The model of incomplete cooperative games incorporates uncertainty into the classical model of cooperative games by considering a partial characteristic function. Thus the values for some of the coalitions are not known. The main focus of this paper is 1-convexity under this framework. We are interested in two heavily intertwined questions. First, given an incomplete game, how can we fill in the missing values to obtain a complete 1-convex game? Second, how to determine in a rational, fair, and efficient way the payoffs of players based only on the known values of coalitions? We illustrate the analysis with two classes of incomplete games—minimal incomplete games and incomplete games with defined upper vector. To answer the first question, for both classes, we provide a description of the set of 1-convex extensions in terms of its extreme points and extreme rays. Based on the description of the set of 1-convex extensions, we introduce generalisations of three solution concepts for complete games, namely the \(\tau \)-value, the Shapley value and the nucleolus. For minimal incomplete games, we show that all of the generalised values coincide. We call it the average value and provide different axiomatisations. For incomplete games with defined upper vector, we show that the generalised values do not coincide in general. This highlights the importance and also the difficulty of considering more general classes of incomplete games.

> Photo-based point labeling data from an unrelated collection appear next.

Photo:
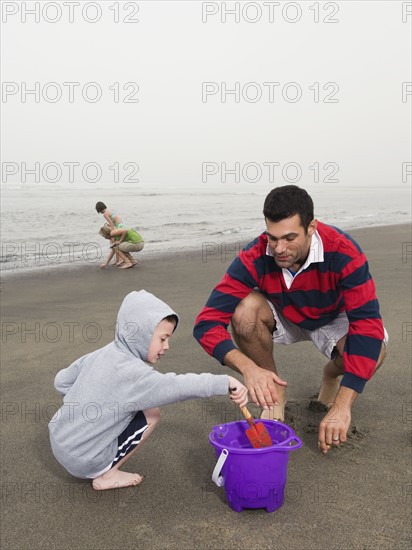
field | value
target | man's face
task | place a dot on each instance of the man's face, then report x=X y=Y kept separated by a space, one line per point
x=289 y=242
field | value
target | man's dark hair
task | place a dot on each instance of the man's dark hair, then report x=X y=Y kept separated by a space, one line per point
x=100 y=206
x=284 y=202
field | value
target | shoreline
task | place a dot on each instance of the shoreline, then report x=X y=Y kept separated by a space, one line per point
x=149 y=256
x=53 y=318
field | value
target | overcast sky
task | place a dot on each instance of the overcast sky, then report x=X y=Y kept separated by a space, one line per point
x=312 y=83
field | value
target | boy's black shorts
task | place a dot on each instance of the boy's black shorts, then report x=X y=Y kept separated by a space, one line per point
x=130 y=436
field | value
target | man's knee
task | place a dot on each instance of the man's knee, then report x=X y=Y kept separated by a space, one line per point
x=251 y=313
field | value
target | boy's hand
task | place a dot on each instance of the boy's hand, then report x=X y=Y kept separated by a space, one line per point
x=238 y=392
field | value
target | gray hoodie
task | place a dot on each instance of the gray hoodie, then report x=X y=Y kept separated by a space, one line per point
x=104 y=389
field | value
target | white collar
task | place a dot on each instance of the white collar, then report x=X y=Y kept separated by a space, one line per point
x=315 y=255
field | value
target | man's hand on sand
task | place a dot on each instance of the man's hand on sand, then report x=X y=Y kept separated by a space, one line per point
x=334 y=427
x=261 y=386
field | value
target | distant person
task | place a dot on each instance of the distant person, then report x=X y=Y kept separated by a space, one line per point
x=114 y=221
x=123 y=242
x=112 y=218
x=112 y=395
x=299 y=280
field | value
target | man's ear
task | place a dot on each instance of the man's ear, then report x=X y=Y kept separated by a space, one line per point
x=312 y=227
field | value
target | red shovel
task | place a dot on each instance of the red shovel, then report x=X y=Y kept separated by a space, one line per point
x=257 y=433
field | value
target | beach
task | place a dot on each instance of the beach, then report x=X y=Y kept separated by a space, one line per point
x=358 y=496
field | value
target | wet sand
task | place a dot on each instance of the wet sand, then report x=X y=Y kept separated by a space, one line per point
x=357 y=496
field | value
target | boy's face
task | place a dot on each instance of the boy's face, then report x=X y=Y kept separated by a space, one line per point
x=159 y=343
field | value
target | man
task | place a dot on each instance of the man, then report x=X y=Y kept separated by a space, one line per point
x=299 y=280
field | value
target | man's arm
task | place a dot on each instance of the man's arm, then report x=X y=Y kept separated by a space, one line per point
x=211 y=324
x=259 y=382
x=363 y=347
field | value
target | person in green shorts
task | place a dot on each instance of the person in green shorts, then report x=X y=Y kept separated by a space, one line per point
x=124 y=241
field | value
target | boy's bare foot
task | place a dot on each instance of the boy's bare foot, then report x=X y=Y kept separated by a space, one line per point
x=115 y=479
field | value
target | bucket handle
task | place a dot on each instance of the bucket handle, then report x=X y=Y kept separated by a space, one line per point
x=286 y=445
x=216 y=477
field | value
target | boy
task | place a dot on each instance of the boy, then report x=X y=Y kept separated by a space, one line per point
x=112 y=395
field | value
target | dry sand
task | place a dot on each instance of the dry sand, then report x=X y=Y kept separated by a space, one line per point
x=356 y=497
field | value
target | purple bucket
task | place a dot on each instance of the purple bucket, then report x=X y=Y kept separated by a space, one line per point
x=253 y=478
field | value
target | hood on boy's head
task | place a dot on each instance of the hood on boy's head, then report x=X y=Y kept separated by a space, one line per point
x=138 y=316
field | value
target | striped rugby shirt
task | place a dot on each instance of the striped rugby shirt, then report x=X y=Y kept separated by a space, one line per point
x=334 y=279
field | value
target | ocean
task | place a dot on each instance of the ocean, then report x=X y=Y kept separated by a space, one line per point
x=50 y=225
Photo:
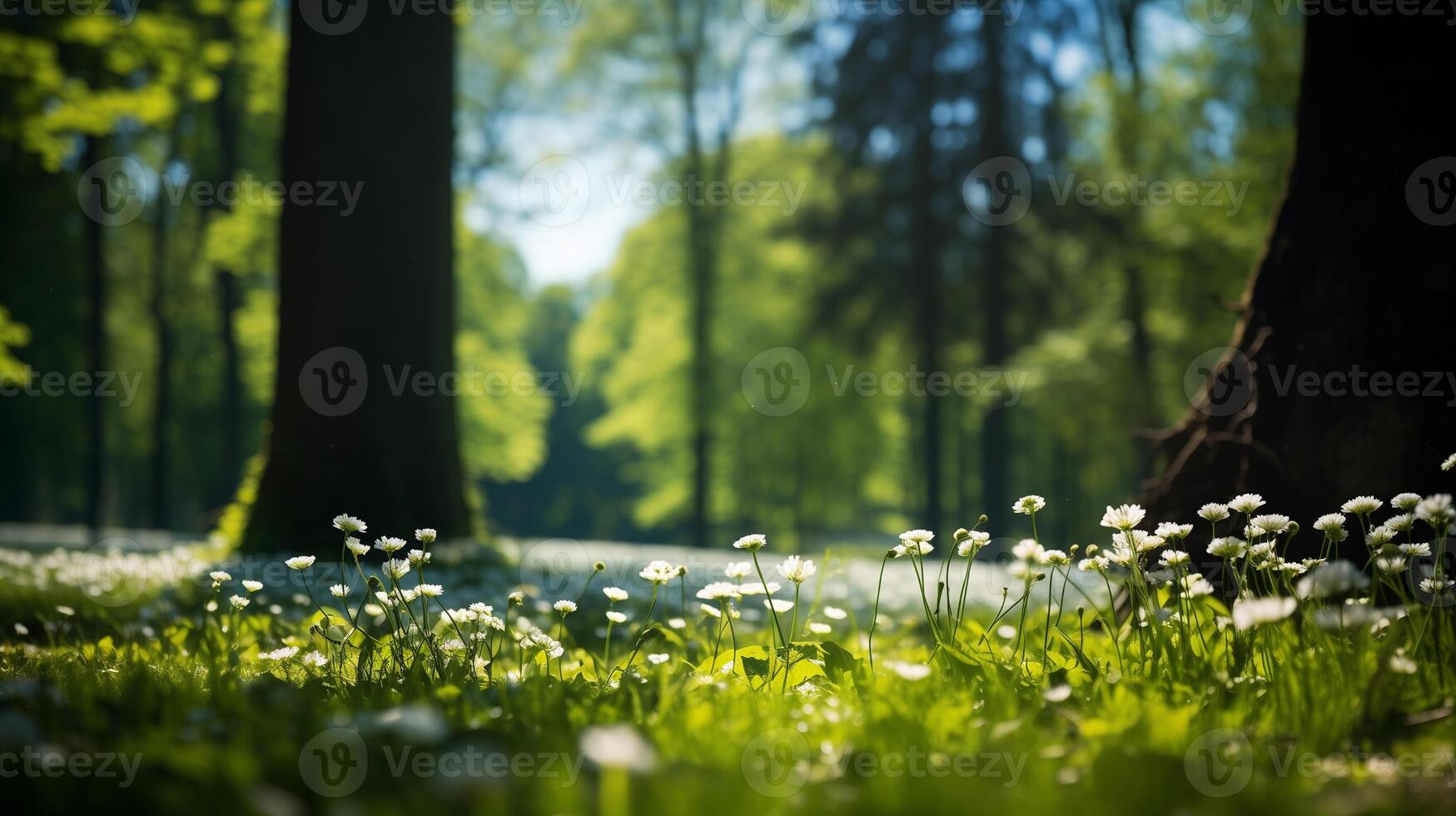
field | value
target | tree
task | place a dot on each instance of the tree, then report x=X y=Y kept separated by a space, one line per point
x=1353 y=270
x=367 y=299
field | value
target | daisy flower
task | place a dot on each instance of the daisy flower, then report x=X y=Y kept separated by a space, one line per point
x=661 y=571
x=1247 y=503
x=1028 y=505
x=348 y=524
x=752 y=542
x=1213 y=512
x=1123 y=518
x=1362 y=505
x=797 y=570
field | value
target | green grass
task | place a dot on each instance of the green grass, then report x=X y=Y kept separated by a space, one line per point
x=1187 y=714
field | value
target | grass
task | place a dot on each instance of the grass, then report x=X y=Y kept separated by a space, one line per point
x=1321 y=688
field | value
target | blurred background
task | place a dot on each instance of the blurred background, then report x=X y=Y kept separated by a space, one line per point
x=820 y=270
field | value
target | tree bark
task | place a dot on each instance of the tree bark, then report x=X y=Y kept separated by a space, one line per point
x=365 y=299
x=1353 y=283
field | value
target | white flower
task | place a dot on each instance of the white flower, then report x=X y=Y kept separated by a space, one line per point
x=1028 y=505
x=752 y=542
x=1362 y=505
x=973 y=544
x=389 y=545
x=660 y=571
x=1123 y=518
x=1271 y=522
x=1028 y=551
x=1331 y=580
x=1405 y=500
x=1213 y=512
x=1250 y=612
x=1172 y=557
x=1195 y=586
x=1379 y=536
x=1228 y=547
x=1247 y=503
x=350 y=525
x=719 y=590
x=1172 y=530
x=797 y=570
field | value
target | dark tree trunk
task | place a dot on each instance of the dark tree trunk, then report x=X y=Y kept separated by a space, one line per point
x=95 y=350
x=225 y=114
x=1353 y=279
x=367 y=299
x=162 y=328
x=995 y=346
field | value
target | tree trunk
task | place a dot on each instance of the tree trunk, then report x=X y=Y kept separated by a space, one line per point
x=95 y=349
x=995 y=346
x=1353 y=283
x=367 y=297
x=225 y=114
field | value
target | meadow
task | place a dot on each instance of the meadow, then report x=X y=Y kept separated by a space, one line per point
x=1172 y=668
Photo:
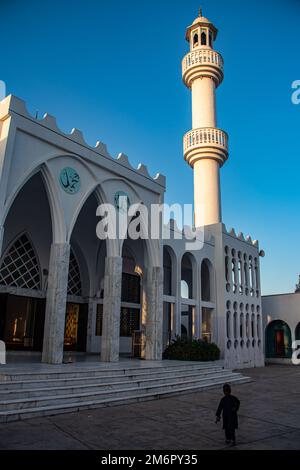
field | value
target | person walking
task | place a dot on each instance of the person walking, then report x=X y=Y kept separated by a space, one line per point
x=228 y=407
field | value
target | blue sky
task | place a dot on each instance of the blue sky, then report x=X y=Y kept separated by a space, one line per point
x=113 y=69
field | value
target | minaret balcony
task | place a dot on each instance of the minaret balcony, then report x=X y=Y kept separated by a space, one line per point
x=205 y=142
x=202 y=63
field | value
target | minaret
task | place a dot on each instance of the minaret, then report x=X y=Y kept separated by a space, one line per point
x=205 y=146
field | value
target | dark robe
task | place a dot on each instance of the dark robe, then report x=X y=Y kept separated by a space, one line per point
x=229 y=406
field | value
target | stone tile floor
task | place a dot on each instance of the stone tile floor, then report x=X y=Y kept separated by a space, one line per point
x=269 y=419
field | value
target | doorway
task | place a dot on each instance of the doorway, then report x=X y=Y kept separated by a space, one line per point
x=75 y=327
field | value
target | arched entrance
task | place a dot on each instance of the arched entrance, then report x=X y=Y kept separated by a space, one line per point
x=278 y=340
x=24 y=267
x=170 y=280
x=188 y=295
x=130 y=314
x=297 y=332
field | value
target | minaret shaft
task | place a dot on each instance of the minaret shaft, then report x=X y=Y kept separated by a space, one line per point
x=203 y=103
x=205 y=146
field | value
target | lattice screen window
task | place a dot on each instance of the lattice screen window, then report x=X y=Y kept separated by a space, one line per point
x=20 y=267
x=74 y=281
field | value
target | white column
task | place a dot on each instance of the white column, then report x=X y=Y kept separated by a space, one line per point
x=54 y=329
x=177 y=311
x=154 y=314
x=110 y=340
x=92 y=311
x=203 y=103
x=207 y=198
x=1 y=238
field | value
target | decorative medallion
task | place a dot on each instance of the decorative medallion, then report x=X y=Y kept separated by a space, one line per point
x=69 y=180
x=122 y=201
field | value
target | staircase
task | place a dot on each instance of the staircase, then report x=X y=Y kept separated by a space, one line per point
x=50 y=391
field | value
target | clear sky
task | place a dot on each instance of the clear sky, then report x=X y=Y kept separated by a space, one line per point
x=113 y=70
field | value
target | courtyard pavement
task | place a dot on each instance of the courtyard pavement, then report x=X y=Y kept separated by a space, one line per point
x=269 y=419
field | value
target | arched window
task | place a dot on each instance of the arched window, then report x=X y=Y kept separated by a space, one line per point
x=247 y=326
x=205 y=281
x=252 y=325
x=297 y=332
x=184 y=290
x=74 y=280
x=235 y=325
x=20 y=267
x=203 y=39
x=241 y=325
x=195 y=40
x=187 y=274
x=226 y=268
x=278 y=339
x=228 y=326
x=167 y=263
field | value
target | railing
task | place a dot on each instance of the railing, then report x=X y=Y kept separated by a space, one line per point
x=205 y=136
x=202 y=56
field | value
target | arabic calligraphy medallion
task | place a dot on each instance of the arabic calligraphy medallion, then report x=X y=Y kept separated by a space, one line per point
x=69 y=180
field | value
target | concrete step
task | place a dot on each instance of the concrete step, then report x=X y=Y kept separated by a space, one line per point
x=23 y=386
x=74 y=371
x=109 y=392
x=55 y=388
x=14 y=415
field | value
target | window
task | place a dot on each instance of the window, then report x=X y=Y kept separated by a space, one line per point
x=205 y=281
x=228 y=328
x=20 y=267
x=131 y=288
x=195 y=40
x=129 y=321
x=74 y=280
x=99 y=319
x=184 y=290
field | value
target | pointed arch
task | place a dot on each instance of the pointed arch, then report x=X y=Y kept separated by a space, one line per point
x=20 y=265
x=74 y=279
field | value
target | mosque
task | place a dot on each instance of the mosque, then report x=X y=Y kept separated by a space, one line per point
x=62 y=288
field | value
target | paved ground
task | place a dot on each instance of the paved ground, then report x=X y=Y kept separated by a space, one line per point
x=269 y=419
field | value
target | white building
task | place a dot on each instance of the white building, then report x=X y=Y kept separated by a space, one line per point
x=281 y=321
x=62 y=288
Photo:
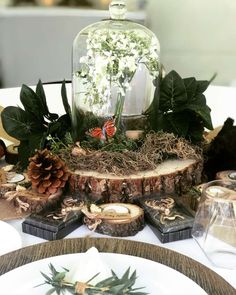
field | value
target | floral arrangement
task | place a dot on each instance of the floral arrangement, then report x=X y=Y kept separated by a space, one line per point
x=109 y=286
x=113 y=58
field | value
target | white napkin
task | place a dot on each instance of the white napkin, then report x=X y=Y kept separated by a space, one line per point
x=88 y=265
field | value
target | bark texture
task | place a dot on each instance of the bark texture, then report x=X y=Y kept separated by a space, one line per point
x=172 y=176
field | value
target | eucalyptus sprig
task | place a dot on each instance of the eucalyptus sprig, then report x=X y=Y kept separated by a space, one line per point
x=33 y=124
x=110 y=286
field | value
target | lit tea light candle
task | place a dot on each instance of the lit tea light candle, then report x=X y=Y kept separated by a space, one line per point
x=216 y=191
x=134 y=134
x=232 y=175
x=116 y=208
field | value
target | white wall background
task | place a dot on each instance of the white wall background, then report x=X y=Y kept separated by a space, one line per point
x=198 y=37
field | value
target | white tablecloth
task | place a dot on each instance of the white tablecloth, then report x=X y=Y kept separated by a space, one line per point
x=222 y=101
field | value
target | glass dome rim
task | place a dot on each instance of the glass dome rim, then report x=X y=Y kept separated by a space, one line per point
x=110 y=21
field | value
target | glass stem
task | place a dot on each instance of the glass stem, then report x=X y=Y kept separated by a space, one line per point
x=119 y=109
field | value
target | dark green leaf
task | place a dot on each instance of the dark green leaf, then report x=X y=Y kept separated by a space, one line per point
x=202 y=86
x=178 y=123
x=31 y=102
x=173 y=92
x=27 y=148
x=64 y=98
x=18 y=123
x=24 y=151
x=199 y=106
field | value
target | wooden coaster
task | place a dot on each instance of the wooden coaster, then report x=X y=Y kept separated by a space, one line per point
x=123 y=223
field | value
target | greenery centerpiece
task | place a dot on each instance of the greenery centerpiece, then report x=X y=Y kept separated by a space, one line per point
x=115 y=62
x=112 y=285
x=126 y=119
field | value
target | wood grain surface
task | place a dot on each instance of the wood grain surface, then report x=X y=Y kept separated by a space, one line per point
x=211 y=282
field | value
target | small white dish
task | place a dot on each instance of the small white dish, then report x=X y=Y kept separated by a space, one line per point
x=10 y=238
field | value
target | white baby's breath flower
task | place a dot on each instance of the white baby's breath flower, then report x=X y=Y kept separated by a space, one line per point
x=112 y=59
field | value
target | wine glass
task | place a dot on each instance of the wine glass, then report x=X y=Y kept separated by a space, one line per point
x=214 y=227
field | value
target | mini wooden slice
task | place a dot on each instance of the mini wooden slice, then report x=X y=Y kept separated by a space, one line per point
x=120 y=227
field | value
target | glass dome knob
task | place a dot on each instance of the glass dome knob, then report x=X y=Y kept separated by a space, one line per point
x=117 y=9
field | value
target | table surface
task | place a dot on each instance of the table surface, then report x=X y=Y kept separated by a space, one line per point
x=203 y=276
x=222 y=101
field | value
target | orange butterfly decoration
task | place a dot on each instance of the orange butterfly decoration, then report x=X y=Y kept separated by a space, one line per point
x=107 y=131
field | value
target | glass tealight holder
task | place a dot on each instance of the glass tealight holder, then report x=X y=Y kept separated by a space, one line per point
x=214 y=227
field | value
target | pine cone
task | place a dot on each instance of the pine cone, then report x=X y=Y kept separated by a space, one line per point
x=47 y=172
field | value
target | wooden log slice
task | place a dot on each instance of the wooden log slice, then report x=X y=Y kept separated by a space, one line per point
x=118 y=226
x=172 y=176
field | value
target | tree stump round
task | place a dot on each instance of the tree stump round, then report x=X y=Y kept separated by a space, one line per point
x=172 y=176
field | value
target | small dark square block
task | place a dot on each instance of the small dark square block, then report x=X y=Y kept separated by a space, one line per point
x=43 y=224
x=169 y=226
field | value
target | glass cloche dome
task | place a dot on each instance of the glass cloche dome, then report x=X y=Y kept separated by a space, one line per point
x=115 y=62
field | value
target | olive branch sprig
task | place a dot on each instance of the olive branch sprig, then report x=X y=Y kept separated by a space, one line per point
x=112 y=285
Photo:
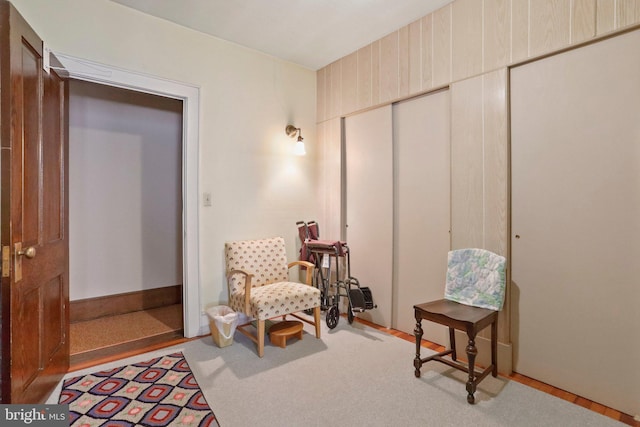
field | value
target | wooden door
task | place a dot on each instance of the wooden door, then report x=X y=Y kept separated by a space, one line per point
x=35 y=346
x=422 y=152
x=575 y=150
x=369 y=206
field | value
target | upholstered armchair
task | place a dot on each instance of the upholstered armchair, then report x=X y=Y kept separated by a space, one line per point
x=259 y=286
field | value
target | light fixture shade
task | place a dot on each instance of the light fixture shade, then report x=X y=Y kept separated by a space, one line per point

不完全合作博弈模型通过考虑部分特征函数，将不确定性纳入经典合作博弈模型中。因此，某些联盟的价值是未知的。本文的主要关注点是该框架下的1-凸性。我们对两个紧密交织的问题感兴趣。首先，给定一个不完全博弈，我们如何填充缺失值以获得完整的1-凸博弈？其次，如何仅根据已知的联盟价值，合理、公平、高效地确定参与者的收益？我们用两类不完全博弈来说明分析——最小不完全博弈和具有定义的上向量的不完全博弈。为了回答第一个问题，对于这两个类，我们根据其极值点和极值射线提供了 1-凸扩展集的描述。基于 1-凸扩展集的描述，我们引入了完整博弈的三个解概念的概括，即 \ (\tau \)值、Shapley 值和核仁。对于最小的不完全游戏，我们证明所有的广义值都是一致的。我们将其称为平均值并提供不同的公理化。对于具有定义的上向量的不完全博弈，我们表明广义值通常并不重合。这凸显了考虑更一般的不完全博弈类别的重要性和难度。